16-22-26-31-42-47-51-53-60-72-74-81. 12 dogs, run tomorrow.


----------



## Brenda (Sep 4, 2004)

Derby Callbacks to the last series

2,3,4,6,8,10,11,12,14,15,18,19

12 total


----------



## duckwater (Apr 23, 2010)

Thanks again Brenda.
And good luck.


----------



## Brenda (Sep 4, 2004)

Amateur Callbacks to the waterblind

4,11,12,13,14,15,16,17,19,20,23,25,29,39,40,41,43,47,
48,50,51,53,55,57,58,62

26 total


----------



## duckwater (Apr 23, 2010)

What did they do for the land blind in the Amature? 
Thanks


----------



## duckwater (Apr 23, 2010)

And anyone with derby placements?
Thanks


----------



## Jenn (Jul 16, 2006)

_Derby Results:_

_1st - # 8 - Raider - Pamela Gorder - H=Rod Pfaff_
_2nd - #6 - Allie - Jane & Mark Sutter - H= Lynn Troy_
_3rd - #3 - Olive - Craig and Suzanne Schinzel H=Craig?_
_4th - #12 - Tess - David Overstake_

_RJ - #19 - Tripp - Janet Laughlin_

_Jams:_
_2 - Crown - Tom Anderson_
_4 - Sugar - Charles Navratil_
_10 - Drake - Randy Meyer H=Ledford_
_11 - Charge - Francis Landry H=Avant_
_14 - Ruckus - Carl Ruffalo_
_15 - Jagger - Rick Whaley - H=Lynn Troy_
_18 - Puff - Mark Menzies - H=Elizabeth Dixon_

_Congrats to all!!_


----------



## Becky Mills (Jun 6, 2004)

A HUGE Way to Go Allie!
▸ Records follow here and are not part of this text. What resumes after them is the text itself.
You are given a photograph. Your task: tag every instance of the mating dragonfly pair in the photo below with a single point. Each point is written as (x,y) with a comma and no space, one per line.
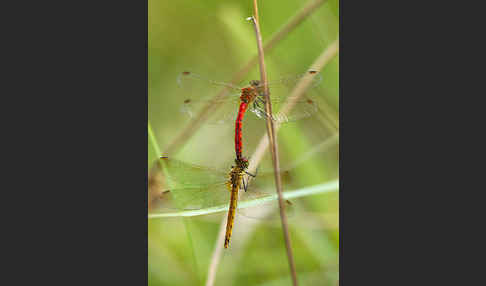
(199,187)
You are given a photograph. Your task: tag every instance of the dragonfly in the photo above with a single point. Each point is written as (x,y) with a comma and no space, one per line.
(193,85)
(192,187)
(251,97)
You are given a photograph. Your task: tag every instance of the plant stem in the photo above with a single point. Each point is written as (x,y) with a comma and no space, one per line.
(274,146)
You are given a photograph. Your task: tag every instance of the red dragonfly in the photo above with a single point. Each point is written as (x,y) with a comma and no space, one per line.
(193,85)
(187,186)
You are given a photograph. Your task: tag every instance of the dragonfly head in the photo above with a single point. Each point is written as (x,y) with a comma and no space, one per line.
(254,82)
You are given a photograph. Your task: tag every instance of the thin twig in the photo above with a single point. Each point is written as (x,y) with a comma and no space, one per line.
(202,116)
(273,141)
(296,94)
(216,257)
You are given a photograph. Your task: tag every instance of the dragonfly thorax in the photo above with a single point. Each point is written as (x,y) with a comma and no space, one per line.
(248,94)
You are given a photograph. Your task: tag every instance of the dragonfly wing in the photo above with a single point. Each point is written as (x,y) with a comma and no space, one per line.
(193,198)
(179,174)
(301,108)
(190,80)
(290,81)
(222,111)
(190,187)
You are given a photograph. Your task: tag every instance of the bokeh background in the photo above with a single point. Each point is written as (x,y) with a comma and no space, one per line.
(214,39)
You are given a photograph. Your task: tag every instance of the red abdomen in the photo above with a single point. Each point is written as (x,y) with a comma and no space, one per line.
(238,128)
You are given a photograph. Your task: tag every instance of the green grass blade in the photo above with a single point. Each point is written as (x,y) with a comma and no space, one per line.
(313,190)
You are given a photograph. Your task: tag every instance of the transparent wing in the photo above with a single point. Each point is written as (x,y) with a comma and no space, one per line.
(192,187)
(223,111)
(190,80)
(289,81)
(303,108)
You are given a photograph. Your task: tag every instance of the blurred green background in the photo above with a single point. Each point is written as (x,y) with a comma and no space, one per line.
(214,39)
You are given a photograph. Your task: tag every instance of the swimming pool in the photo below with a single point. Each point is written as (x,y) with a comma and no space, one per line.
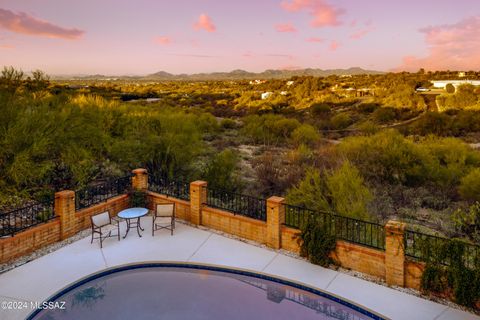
(185,291)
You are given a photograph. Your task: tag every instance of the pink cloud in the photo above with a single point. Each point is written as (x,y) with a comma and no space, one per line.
(290,67)
(315,39)
(323,14)
(454,47)
(21,22)
(334,45)
(163,40)
(286,27)
(361,33)
(205,22)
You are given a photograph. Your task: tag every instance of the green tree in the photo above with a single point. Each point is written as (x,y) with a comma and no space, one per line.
(342,191)
(220,172)
(348,193)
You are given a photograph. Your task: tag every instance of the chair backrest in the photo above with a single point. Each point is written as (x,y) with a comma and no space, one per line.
(165,210)
(101,219)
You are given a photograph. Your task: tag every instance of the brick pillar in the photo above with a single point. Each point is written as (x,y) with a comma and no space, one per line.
(198,196)
(140,180)
(65,209)
(395,253)
(275,219)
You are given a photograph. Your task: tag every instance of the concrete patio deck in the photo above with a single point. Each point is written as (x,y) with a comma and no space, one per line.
(41,278)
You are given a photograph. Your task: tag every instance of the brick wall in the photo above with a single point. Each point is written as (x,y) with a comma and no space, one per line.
(29,240)
(390,265)
(113,206)
(42,235)
(182,207)
(237,225)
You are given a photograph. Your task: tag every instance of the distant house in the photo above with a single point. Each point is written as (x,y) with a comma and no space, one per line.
(257,81)
(422,89)
(441,84)
(266,95)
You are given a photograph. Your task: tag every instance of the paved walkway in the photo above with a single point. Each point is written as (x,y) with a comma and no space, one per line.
(39,279)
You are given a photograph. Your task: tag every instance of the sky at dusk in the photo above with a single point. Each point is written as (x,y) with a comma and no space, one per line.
(119,37)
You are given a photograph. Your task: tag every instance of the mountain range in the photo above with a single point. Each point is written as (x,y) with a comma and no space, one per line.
(232,75)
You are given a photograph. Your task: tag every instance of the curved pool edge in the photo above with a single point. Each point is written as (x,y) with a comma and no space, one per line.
(212,267)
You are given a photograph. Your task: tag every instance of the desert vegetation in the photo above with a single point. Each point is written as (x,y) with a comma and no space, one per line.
(365,146)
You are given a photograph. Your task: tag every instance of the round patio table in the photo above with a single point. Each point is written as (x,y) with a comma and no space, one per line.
(132,217)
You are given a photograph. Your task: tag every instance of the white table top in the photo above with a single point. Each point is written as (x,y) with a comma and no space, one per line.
(131,213)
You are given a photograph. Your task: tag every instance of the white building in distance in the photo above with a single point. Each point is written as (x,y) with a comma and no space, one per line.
(441,84)
(266,95)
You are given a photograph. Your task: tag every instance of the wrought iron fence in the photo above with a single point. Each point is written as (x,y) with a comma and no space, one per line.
(236,203)
(431,248)
(366,233)
(23,218)
(173,188)
(91,195)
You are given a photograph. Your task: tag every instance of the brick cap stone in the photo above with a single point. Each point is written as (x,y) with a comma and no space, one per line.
(199,183)
(275,199)
(395,227)
(139,171)
(65,194)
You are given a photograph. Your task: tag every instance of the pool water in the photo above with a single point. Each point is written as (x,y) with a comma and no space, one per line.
(186,292)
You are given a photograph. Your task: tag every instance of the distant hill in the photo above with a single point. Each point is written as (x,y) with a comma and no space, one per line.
(232,75)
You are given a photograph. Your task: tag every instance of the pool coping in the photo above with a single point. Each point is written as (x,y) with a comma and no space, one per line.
(212,267)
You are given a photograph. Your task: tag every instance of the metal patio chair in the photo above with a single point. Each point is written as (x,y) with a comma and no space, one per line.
(164,217)
(100,223)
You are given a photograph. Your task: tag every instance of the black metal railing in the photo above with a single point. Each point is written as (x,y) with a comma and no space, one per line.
(23,218)
(173,188)
(430,248)
(236,203)
(366,233)
(91,195)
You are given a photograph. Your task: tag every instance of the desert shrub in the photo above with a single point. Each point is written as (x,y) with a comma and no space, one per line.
(368,128)
(341,121)
(311,192)
(384,114)
(403,96)
(348,193)
(450,88)
(320,109)
(268,129)
(228,124)
(305,134)
(460,275)
(316,243)
(436,123)
(368,107)
(467,221)
(452,159)
(274,174)
(220,172)
(386,156)
(470,186)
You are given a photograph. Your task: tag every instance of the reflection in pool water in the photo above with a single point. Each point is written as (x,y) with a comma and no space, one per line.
(182,292)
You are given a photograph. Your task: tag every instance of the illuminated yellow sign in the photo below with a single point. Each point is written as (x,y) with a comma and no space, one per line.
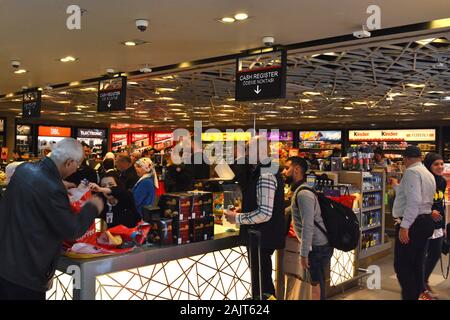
(226,136)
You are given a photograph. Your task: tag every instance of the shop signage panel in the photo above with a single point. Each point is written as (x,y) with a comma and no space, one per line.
(54,131)
(162,136)
(260,83)
(393,135)
(91,133)
(118,137)
(23,130)
(112,94)
(320,136)
(31,105)
(139,136)
(226,136)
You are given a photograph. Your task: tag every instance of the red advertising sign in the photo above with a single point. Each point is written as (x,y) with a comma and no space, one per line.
(118,137)
(163,136)
(54,131)
(139,136)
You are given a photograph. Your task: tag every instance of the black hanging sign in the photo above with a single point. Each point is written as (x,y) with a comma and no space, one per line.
(31,106)
(261,76)
(112,94)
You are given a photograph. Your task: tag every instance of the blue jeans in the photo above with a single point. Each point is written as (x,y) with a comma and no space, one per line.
(319,260)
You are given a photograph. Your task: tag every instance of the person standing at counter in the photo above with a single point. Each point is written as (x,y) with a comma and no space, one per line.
(36,218)
(85,171)
(414,225)
(316,251)
(128,175)
(435,164)
(145,188)
(262,210)
(119,203)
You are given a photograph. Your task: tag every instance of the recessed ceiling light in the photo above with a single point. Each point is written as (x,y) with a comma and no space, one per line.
(286,107)
(424,42)
(166,89)
(311,93)
(20,71)
(89,89)
(241,16)
(227,20)
(416,85)
(67,59)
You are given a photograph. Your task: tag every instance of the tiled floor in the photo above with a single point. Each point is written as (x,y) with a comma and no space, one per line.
(390,289)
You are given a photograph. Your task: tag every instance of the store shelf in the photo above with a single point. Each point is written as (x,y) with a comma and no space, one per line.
(371,227)
(371,208)
(374,190)
(374,250)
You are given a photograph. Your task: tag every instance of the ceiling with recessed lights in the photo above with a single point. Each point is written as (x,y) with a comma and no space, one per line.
(377,83)
(400,79)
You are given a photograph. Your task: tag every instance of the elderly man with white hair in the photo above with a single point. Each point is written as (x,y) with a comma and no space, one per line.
(36,218)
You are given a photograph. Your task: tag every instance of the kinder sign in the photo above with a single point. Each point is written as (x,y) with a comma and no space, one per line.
(54,132)
(393,135)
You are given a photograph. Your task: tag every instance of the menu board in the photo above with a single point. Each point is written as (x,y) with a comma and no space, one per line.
(335,136)
(393,135)
(31,106)
(226,136)
(54,131)
(158,137)
(112,94)
(91,133)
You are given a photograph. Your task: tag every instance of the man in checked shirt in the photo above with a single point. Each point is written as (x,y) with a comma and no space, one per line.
(262,209)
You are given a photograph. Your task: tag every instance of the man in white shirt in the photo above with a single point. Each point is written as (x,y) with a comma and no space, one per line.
(414,225)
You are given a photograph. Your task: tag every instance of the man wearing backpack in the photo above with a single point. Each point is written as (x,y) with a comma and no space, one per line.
(316,251)
(414,225)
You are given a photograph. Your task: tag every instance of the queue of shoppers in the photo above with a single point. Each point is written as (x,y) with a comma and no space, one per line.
(124,184)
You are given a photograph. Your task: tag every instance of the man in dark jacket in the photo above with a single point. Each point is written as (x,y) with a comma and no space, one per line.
(262,210)
(35,219)
(84,171)
(128,175)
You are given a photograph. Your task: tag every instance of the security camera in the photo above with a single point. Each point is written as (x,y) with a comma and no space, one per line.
(15,64)
(361,33)
(142,24)
(268,41)
(145,70)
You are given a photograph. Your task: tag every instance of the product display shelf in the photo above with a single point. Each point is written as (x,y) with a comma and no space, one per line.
(376,230)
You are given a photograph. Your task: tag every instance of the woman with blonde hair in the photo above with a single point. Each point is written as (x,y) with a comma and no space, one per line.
(145,188)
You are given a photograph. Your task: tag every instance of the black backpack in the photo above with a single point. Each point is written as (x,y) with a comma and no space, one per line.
(341,223)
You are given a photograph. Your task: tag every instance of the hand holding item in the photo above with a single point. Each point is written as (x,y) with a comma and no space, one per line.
(69,185)
(97,202)
(304,262)
(436,216)
(403,235)
(230,215)
(393,182)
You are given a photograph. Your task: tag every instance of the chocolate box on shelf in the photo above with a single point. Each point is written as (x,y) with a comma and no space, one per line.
(161,232)
(208,228)
(196,232)
(181,231)
(176,205)
(202,204)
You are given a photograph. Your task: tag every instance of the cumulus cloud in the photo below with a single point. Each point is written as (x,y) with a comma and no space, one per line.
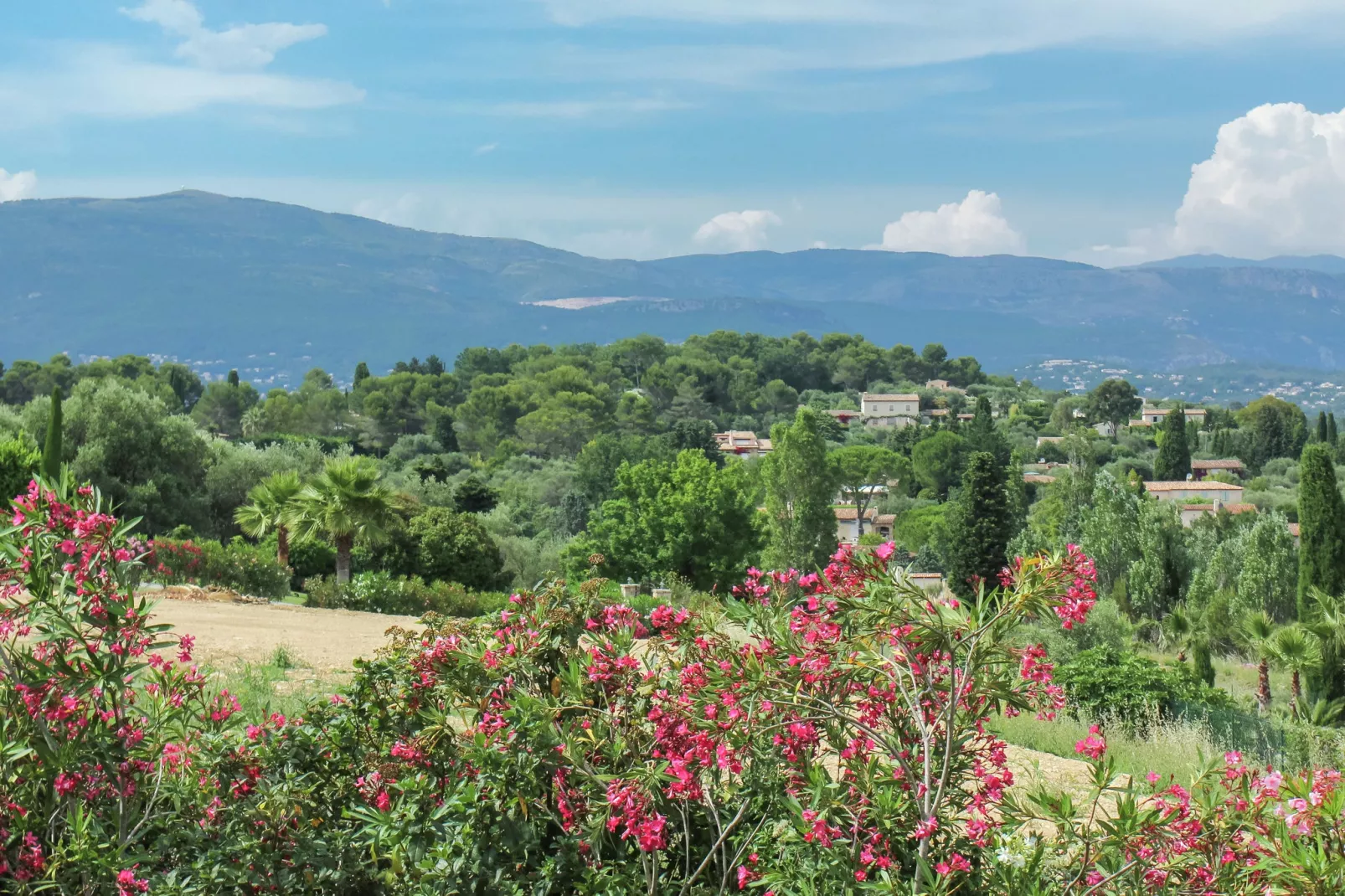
(974,226)
(20,184)
(1275,183)
(246,46)
(737,230)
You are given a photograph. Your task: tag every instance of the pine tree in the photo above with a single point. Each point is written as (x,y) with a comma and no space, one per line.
(1173,461)
(978,526)
(798,496)
(51,451)
(1321,526)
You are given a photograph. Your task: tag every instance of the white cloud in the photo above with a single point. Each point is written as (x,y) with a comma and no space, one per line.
(246,46)
(737,230)
(974,226)
(20,184)
(1275,183)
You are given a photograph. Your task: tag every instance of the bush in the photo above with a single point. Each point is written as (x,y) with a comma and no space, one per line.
(379,592)
(1112,687)
(249,569)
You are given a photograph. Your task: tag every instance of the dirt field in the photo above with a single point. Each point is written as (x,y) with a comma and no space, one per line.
(324,639)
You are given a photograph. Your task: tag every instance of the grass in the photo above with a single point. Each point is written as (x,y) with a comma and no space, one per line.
(1171,749)
(284,683)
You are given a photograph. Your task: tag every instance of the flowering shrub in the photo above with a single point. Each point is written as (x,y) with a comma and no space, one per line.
(245,568)
(93,718)
(832,739)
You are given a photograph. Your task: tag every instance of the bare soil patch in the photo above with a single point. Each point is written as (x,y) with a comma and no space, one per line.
(229,632)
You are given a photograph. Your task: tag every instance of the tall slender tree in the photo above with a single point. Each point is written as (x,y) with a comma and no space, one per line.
(1321,525)
(798,496)
(53,448)
(342,503)
(978,526)
(1173,461)
(268,510)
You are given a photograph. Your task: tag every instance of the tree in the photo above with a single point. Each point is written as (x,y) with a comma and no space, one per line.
(978,526)
(857,468)
(268,509)
(798,496)
(1111,529)
(475,497)
(342,503)
(456,548)
(1321,525)
(685,517)
(936,461)
(1274,427)
(51,450)
(1258,636)
(1114,401)
(1298,651)
(1173,461)
(19,461)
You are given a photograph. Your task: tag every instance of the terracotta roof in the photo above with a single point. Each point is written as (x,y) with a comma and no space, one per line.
(1191,486)
(1232,509)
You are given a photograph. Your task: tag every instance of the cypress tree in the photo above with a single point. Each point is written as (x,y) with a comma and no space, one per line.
(1321,526)
(1173,461)
(51,451)
(978,526)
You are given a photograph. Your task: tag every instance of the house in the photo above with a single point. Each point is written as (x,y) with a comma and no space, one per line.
(883,409)
(1191,512)
(743,443)
(1154,416)
(848,523)
(1201,468)
(1189,490)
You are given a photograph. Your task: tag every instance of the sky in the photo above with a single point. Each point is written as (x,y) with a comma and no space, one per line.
(1100,131)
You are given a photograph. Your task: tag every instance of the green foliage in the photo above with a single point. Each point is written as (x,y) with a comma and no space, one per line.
(455,547)
(1321,521)
(798,496)
(686,517)
(19,463)
(1123,687)
(1173,461)
(249,569)
(936,461)
(381,592)
(978,526)
(51,452)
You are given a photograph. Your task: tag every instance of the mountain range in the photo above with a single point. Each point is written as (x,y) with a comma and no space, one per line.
(275,290)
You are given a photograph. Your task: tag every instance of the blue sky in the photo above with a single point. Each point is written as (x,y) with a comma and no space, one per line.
(643,128)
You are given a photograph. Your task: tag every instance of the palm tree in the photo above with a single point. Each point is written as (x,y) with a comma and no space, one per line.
(271,502)
(1258,636)
(1300,651)
(343,502)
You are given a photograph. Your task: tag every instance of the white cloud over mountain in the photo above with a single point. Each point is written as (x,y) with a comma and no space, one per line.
(737,230)
(20,184)
(974,226)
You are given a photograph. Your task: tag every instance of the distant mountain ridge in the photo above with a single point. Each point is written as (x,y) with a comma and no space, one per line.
(275,290)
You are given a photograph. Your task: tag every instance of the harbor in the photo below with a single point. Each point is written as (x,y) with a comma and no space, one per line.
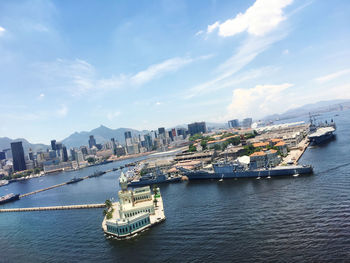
(247,209)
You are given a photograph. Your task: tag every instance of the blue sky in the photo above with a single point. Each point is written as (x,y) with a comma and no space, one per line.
(69,66)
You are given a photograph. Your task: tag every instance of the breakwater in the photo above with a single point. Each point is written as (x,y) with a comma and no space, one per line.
(62,207)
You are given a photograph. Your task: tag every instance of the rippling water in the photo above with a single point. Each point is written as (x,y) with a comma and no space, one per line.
(303,219)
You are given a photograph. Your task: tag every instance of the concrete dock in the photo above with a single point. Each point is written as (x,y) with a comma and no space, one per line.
(67,207)
(295,154)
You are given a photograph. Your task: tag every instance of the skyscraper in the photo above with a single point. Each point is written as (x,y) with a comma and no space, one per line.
(53,145)
(161,131)
(197,127)
(2,156)
(64,154)
(128,141)
(92,141)
(19,163)
(247,123)
(233,123)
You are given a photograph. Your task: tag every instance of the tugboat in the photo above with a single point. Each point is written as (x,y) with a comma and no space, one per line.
(8,198)
(322,132)
(96,174)
(151,179)
(75,180)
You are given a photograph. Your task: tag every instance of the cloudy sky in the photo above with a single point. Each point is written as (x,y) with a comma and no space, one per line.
(69,66)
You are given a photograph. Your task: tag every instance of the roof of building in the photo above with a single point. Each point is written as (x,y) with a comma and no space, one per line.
(281,143)
(260,144)
(276,140)
(258,154)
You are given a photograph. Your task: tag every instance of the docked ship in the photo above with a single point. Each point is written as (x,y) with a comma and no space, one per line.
(75,180)
(234,170)
(97,174)
(154,178)
(8,198)
(135,211)
(322,132)
(4,182)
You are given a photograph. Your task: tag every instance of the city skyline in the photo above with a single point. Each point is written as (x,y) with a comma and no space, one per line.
(146,65)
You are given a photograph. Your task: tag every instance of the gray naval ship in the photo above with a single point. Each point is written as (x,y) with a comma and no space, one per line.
(235,170)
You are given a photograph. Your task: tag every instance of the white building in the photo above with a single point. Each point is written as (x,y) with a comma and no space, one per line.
(136,210)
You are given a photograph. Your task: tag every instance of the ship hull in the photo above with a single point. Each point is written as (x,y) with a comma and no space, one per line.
(278,171)
(321,139)
(152,182)
(13,198)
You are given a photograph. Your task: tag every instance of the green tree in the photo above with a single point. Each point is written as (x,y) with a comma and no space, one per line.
(108,204)
(91,160)
(192,148)
(204,144)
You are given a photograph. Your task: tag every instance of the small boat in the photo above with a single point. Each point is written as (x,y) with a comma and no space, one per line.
(75,180)
(8,198)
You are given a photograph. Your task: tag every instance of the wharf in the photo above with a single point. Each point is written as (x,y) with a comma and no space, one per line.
(67,207)
(295,154)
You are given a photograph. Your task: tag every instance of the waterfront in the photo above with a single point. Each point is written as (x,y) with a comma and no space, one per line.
(284,219)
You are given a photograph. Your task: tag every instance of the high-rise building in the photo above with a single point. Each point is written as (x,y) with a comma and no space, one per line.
(233,123)
(197,127)
(247,123)
(92,141)
(2,156)
(53,145)
(182,132)
(19,163)
(72,154)
(64,154)
(128,140)
(114,146)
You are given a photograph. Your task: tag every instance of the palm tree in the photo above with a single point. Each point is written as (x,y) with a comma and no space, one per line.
(108,204)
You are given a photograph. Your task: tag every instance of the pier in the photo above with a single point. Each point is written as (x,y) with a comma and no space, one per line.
(67,207)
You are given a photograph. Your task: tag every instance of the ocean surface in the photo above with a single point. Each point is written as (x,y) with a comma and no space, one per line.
(287,219)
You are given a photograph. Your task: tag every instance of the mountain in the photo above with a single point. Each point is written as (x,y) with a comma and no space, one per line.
(5,143)
(314,108)
(101,134)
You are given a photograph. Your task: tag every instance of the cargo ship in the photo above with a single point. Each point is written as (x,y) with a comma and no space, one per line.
(8,198)
(321,135)
(234,170)
(96,174)
(322,132)
(75,180)
(151,179)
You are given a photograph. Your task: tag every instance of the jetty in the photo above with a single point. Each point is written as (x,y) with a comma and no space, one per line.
(67,207)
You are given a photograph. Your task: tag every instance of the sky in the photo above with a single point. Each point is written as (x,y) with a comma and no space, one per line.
(68,66)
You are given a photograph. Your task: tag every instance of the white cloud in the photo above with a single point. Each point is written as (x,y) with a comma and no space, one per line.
(113,115)
(259,19)
(63,111)
(41,96)
(333,76)
(258,102)
(157,70)
(79,77)
(245,54)
(212,27)
(2,30)
(200,32)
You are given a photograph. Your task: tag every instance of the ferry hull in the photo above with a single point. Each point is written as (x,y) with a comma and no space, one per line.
(13,198)
(321,139)
(152,182)
(282,171)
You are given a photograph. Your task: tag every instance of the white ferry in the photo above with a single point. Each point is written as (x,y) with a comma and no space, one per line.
(136,211)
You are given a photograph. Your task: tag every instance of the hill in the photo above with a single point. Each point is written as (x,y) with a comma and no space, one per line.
(101,134)
(5,143)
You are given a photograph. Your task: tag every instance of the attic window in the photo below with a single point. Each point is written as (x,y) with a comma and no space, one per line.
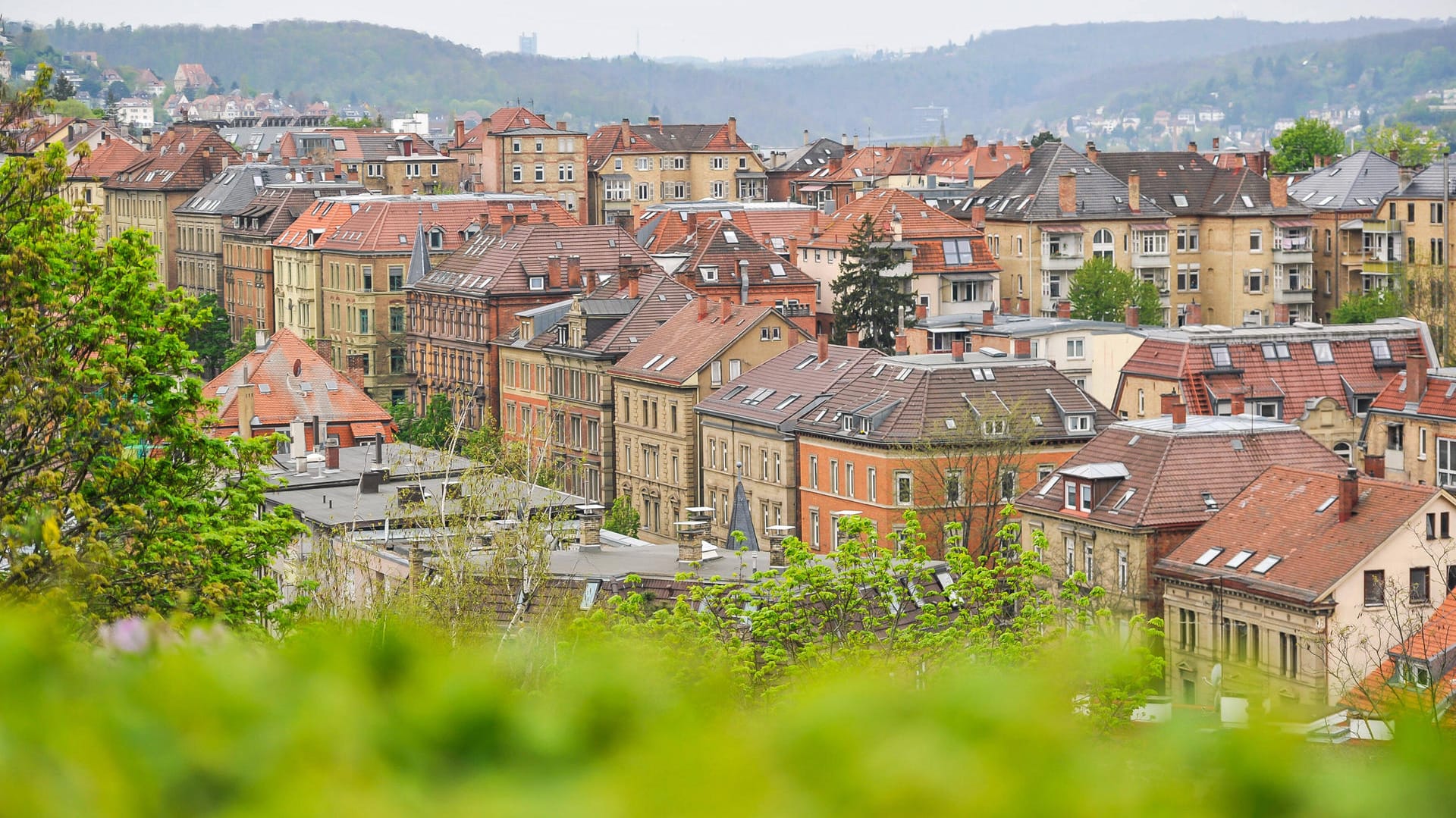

Congratulations to Jane, Mark and Lynn!
Congratulations to littermates Jagger and Ruckus for their jams, too!


----------



## Brandoned (Aug 20, 2004)

Becky Mills said:


> A HUGE Way to Go Allie! Congratulations to Jane, Mark and Lynn!
> Congratulations to littermates Jagger and Ruckus for their jams, too!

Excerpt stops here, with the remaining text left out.